The trade that flows across Niagara’s borders totals well over $100 billion and supports hundreds of thousands of jobs across Canada and the United States. The network of infrastructure that’s developed over time to support this important trade activity includes five international bridges, multiple railways, pipelines, and the Great Lakes-St. Lawrence Seaway System linking Niagara to the Atlantic Ocean.
As one of Canada’s designated Foreign Trade Zone Points, Niagara businesses are able to get personalized support to access the federal, provincial and regional programs for importing and exporting goods.
Niagara is a critical hub for trade between Canada and the United States. The economies of both countries are intrinsically linked by the flow of goods, services and people between the two countries. In 2018, $94 billion (CDN) in total freight value crossed both ways at the borders connecting Niagara, Canada and New York State. In 2017, 78% of the St. Lawrence Seaway’s $10 billion in economic activity passed through Niagara via the Welland Canal.
Niagara boasts over 640 exporters whose activity amounted to $4.7 billion in exports in 2018. There has been an over $800M increase in exports between 2011 and 2018, with the majority of export activity to North America ($4.5B), followed by Europe ($82.3M), Asia ($70.3M), and Central and South America ($24.5M).
Niagara was designated as Ontario’s first Foreign Trade Zone Point, speaking to the important role it plays both provincially and nationally in the county’s importing and exporting efforts.
Road. Rail. Sea. Sky. Niagara is home to a robust network of infrastructure that has been strategically developed over decades in response to the region’s growing role as a key North American international trade centre.
Thanks to a network of four major highways that connect directly to the US Interstate highways (QEW, 405, 406 and 420), approximately 1 million transport trucks and 5 million personal vehicles use Niagara’s five international borders each year.
Three railroads running through the region, the Class 1 CN and CP tracks and the short-line Trillium Railway, offer another affordable alternative for shipping products on land.
The Welland Canal connects Lake Ontario to Lake Erie and carries 78% of all freight that makes its way through the St.

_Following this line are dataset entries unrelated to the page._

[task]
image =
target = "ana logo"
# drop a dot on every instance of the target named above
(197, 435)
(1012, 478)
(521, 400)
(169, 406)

Lawrence Seaway, which connects the Atlantic Ocean to inland ports in Ontario, Quebec and the Midwest US.
In addition to the Niagara District Airport, which now offers daily passenger flights between Toronto and Niagara, five international airports in Toronto, Hamilton, Niagara Falls, NY and Buffalo, NY are just a short drive away.

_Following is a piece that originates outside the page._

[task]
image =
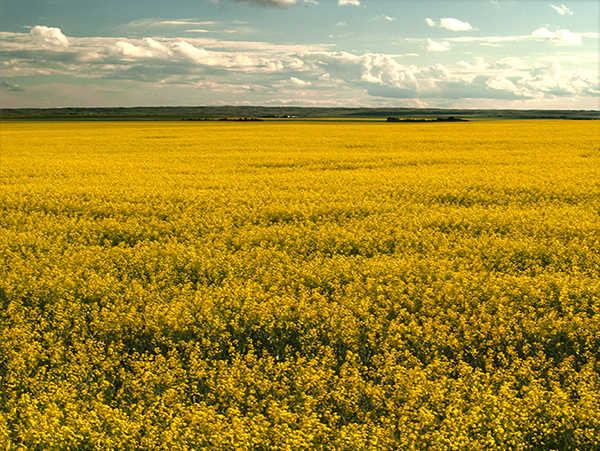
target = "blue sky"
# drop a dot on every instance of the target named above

As companies increasingly rely on the internet to transport big data and digital services across borders, fast broadband capability and wireless networks are another vital component in regional infrastructure.
Niagara is located on the same fibre optic pipeline that connects Canada’s largest Internet exchange, Toronto Internet Exchange (TorIX), with various major data centres in the United States and abroad. For businesses that specialize in the movement of data, this is a unique advantage that allows for a direct, fast, reliable connection to the North American data centre network.